Portanto, o país não esteve ontem e continua a não estar hoje em condições de reflectir com bases sólidas sobre a reorganização ou renovação do seu desporto de alta competição.
Não tem para esse empreendimento qualquer base de diagnóstico ou de análise estratégica, de planeamento e gestão ou de organização válida, onde basear a reflexão e escolher novos caminhos ou estratégia de mudança e desenvolvimento.
Por isso, quando se ouvem alguns dirigentes desportivos de topo ou mesmo do Governo a bradarem em determinadas ocasiões política e/ou mediaticamente convenientes pela renovação do sistema desportivo é justo perguntar-se-lhes imediatamente o que entendem por tal renovação, o que querem e vão fazer com esses propósitos e em que mudanças organizacionais e diagnósticos baseiam essa sua pretensão.
Porque as verdadeiras mudanças de funcionamento do dito sistema desportivo deveriam querer dizer, desde logo e à cabeça, mais e melhor organização e gestão estratégica nas federações, no Comité Olímpico de Portugal e no Instituto do Desporto e Secretaria de Estado do Desporto. E estas fundamentadas em estudos sérios e cientificamente validados sobre essa organização e gestão e sobre a economia do desporto.
Nunca tais mudanças poderão resultar, como tem sido apanágio no passado recente, na falta desses instrumentos racionais e metodologicamente convenientes, fazendo com que tudo fique apenas em opiniões circunstanciais despidas de contributos profundos, sistemáticos e validamente eficazes, ou num voluntarismo pragmático despido de quadros de orientação económicos e estratégicos.
9 comentários:
deveria era haver uma rapida renovação do dirigismo
e nao falo só do futebol.
qual e o mail para enviar textos?
obg
Concordo integralmente com a análise feita pelo autor.
Julgo apenas poder acrescentar, através da minha experiência pessoal, que a ausência de estudos e sobretudo de estudos comparados não é inocente.
Pretendem os responsáveis tapar o sol com uma peneira feita de preocupações com a manutenção de lugares de prestígio (?) e de privilégios que se pretendem eternizar.

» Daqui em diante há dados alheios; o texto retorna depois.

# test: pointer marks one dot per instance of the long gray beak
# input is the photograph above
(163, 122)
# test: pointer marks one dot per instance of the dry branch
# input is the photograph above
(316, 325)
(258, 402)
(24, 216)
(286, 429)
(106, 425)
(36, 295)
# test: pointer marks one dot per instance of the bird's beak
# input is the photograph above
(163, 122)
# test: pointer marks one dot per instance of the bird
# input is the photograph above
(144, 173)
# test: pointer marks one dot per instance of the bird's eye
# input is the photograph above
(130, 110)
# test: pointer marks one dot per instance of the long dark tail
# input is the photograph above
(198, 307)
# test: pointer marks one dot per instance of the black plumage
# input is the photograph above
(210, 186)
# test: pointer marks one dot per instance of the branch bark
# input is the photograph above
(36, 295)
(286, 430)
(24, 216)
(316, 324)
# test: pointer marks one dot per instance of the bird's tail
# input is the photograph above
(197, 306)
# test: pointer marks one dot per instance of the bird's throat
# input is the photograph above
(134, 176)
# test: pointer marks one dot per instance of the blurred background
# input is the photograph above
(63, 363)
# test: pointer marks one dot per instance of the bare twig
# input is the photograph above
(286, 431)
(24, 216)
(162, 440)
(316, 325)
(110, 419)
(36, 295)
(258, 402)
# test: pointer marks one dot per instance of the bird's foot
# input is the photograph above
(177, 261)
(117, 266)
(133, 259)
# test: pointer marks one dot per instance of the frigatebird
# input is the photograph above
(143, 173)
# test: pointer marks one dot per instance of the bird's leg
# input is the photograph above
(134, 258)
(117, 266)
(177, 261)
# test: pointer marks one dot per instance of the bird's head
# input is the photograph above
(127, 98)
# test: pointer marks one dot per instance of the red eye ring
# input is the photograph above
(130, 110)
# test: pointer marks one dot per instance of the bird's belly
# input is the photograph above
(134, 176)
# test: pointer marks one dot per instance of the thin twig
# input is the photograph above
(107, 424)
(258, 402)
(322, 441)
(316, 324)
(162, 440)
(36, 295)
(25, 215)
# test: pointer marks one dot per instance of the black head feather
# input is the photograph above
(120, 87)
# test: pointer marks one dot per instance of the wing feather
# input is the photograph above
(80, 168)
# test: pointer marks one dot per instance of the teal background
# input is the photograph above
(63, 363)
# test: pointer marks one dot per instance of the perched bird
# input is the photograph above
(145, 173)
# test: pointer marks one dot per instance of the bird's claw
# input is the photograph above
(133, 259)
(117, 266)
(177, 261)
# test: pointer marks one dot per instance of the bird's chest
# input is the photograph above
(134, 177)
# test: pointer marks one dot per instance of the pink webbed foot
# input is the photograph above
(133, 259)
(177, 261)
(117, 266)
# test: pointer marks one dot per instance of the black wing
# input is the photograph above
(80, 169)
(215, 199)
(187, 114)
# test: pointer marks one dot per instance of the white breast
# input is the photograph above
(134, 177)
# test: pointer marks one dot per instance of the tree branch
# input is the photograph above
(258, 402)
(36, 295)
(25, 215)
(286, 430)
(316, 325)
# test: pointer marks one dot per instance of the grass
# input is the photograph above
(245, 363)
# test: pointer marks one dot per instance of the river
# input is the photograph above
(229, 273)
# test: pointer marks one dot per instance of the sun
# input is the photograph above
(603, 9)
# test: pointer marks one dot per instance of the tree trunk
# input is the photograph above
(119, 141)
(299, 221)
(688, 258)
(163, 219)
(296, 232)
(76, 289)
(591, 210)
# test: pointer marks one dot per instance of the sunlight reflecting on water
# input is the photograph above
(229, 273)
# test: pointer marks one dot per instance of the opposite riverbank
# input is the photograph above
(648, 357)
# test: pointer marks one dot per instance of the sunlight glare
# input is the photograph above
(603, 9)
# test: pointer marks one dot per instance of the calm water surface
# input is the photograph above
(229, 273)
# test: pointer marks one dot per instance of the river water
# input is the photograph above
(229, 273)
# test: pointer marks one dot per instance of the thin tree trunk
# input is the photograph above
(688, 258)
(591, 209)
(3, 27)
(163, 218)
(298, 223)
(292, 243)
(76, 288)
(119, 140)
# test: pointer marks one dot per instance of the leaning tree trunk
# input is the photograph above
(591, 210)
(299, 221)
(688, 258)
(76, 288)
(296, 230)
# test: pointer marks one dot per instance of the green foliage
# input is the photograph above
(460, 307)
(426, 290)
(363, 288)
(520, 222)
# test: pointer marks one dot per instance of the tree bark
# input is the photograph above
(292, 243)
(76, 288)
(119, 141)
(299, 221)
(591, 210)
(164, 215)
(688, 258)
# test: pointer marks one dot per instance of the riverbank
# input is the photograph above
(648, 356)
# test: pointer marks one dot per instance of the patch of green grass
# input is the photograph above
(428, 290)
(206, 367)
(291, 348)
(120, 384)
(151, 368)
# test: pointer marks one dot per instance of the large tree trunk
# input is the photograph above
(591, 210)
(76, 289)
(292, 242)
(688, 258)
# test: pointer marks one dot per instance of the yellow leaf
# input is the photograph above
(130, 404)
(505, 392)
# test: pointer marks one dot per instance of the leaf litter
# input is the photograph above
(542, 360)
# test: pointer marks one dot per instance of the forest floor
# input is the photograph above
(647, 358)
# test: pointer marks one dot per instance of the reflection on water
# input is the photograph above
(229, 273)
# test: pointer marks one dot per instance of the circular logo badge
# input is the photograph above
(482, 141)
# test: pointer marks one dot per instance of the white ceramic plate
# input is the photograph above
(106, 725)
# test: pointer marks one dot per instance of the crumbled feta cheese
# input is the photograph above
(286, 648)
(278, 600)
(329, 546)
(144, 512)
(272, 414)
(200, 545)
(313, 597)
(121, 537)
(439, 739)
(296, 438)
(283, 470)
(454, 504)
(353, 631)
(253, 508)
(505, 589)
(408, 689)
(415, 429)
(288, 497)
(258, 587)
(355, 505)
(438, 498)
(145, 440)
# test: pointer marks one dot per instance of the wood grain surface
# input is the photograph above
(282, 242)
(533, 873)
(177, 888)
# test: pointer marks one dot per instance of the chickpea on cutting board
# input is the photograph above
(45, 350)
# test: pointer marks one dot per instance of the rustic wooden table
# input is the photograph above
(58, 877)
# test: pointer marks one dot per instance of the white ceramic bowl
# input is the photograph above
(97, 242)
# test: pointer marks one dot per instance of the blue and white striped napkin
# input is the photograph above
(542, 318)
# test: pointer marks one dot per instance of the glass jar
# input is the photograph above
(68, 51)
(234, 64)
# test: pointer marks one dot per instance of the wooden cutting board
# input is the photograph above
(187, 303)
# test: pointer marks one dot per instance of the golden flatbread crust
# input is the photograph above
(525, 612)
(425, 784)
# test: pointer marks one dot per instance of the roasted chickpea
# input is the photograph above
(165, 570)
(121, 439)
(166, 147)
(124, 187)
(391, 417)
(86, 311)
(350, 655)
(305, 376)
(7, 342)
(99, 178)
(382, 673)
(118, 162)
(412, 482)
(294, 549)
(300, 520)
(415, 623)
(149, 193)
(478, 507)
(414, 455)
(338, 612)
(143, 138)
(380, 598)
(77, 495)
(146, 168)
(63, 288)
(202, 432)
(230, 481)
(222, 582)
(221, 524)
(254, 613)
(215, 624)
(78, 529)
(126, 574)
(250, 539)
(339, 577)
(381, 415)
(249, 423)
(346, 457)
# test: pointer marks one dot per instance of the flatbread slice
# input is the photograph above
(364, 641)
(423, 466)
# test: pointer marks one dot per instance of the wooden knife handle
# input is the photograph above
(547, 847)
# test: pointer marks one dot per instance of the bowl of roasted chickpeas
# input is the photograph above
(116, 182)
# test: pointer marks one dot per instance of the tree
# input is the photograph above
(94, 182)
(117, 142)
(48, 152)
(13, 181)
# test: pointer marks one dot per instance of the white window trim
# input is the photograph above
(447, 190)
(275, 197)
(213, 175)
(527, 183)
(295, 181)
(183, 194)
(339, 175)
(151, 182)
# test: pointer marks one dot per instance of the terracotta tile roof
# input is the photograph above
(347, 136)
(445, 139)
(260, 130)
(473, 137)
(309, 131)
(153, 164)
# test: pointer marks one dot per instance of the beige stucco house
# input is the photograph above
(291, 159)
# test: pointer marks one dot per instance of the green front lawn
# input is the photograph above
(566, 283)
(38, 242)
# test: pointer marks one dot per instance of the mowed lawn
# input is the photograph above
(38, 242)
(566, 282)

Conluios em diversas frentes entre vários dos experimentados actores, para quem a estratégia de gestão é algo que só pode ser visto à luz dos interesses de momento, ou seja, não é boa ideia face aos objectivos individuais e circunstanciais.
O Congresso do Desporto do início de 2006 foi uma oportunidade perdida de propósito, um fingimento, apesar de alguns contributos com interesse, raramente institucionais.
O Desporto Português està à deriva, tanto ao nível das cúpulas das instituições como do movimento associativo de base.
Em vez de se constatar uma progressão sustentada ao nível dos resultados do alto rendimento, verificam-se nichos isolados de qualidade, fruto do investimento isolado de alguns desportistas e treinadores, raramente fruto de um consistente trabalho estrategicamente sustentado.
Os Jogos Olímpicos de Londres 2012 vão certamente acentuar a nossa relativa insignificância desportiva enquanto país europeu.
José Pinto Correia boa reacção ao debate em curso!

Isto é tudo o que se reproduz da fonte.